Best Supplements Before, During, and After Exercise
Regular exercise is a cornerstone of good health. Without it, our bodies don’t function properly and we become more susceptible to chronic diseases, including heart disease, high blood pressure, diabetes, stroke, and some types of cancer. To make the most of your health-boosting exercise habits, support your body before, during, and after every session of walking, running, playing, and sweating.
If you take medications or have other health concerns, check in with your doctor before you add any new dietary supplements or products into your self-care routine.
Probiotics. The probiotic Lactobacillus casei may increase infection-fighting antibodies, decrease the risk of upper-respiratory tract infections, and decrease the likelihood of training interruptions in endurance athletes working out an average of ten hours per week. A dose of 6.5 billion bacteria, or colony forming units (CFUs), taken twice daily, appears to be effective.
Beta-glucan. Found in the cell walls of plants, yeast, and mushrooms, one particular beta-glucan, called pleuran, is derived from the mushroom Pleurotus ostreatus. Taking 100 mg daily may increase infection-busting natural killer cells and lessen the risk of upper-respiratory tract infections in endurance athletes.
Vitamin C. Taking 400 mg of vitamin C daily for several days prior to and after an intense exercise session may reduce pain and speed muscle recovery. Be sure to plan in advance, because taking vitamin C only after exercise does not appear to be as effective.
Creatine monohydrate. More than 40 controlled trials show that taking 15 to 25 grams of creatine daily for five or six days can improve performance of single or repetitive bouts of short-duration, high-intensity exercise, such as weight lifting; sprinting by runners, cyclists, or swimmers; and athletic training regimens that focus on speed and power, such as plyometric training.
Electrolytes. For an average sweat session, use plain water for hydration. However, if you’re going to workout for more than an hour, or the weather is hot, try fluids with electrolytes. Choose a product that provides sodium and potassium (the electrolytes lost in the largest amounts). For extreme endurance, you may need to supplement magnesium and chloride as well.
Carbohydrates. As with electrolytes, moderate sweat sessions don’t require replacing carbohydrates during your activity. For more intense bouts of physical activity, try easily digestible carbs, such as those found in some sports drinks, gels, and bars.
Protein.

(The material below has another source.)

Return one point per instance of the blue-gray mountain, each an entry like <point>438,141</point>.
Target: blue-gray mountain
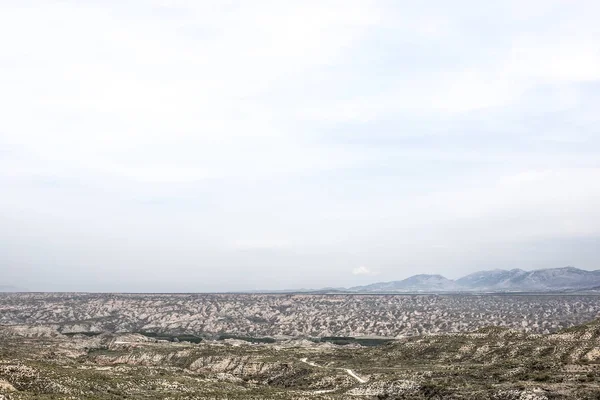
<point>499,280</point>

Most people do not need protein during a workout. However, if you’re training for several hours, or combining strength and cardiovascular activities, protein may aid your efforts. Use a fast-digesting protein, such as whey, and take it only in modest amounts, up to 10 grams, at a time. Avoid large amounts of protein during workouts, which may cause gastrointestinal discomfort.
Carbohydrate-protein combinations. Exercise experts note that a combination of fast-digesting carbohydrates and protein is best to refuel spent muscles. Look for a product that provides around 200 to 300 calories, in a ratio of 4 grams of carbohydrate for every gram of protein. For best effect, eat or drink your carb-protein mixture within 30 to 60 minutes of completing exercise.
Bromelain. If you’ve overdone it with a workout, consider bromelain. It is most effective for soft tissue injuries, such as sprains and strains, and should be taken until swelling and bruising are gone—for a few days to a few weeks. Follow package instructions for proper use, which typically call for 4 to 8 tablets daily.
Capsaicin. Capsaicin creams are used topically—applied to the skin over affected areas—and have been shown to alleviate joint pain, especially pain associated with osteoarthritis. Follow package instructions for proper use, and avoid getting products into sensitive areas, such as the eyes or nose.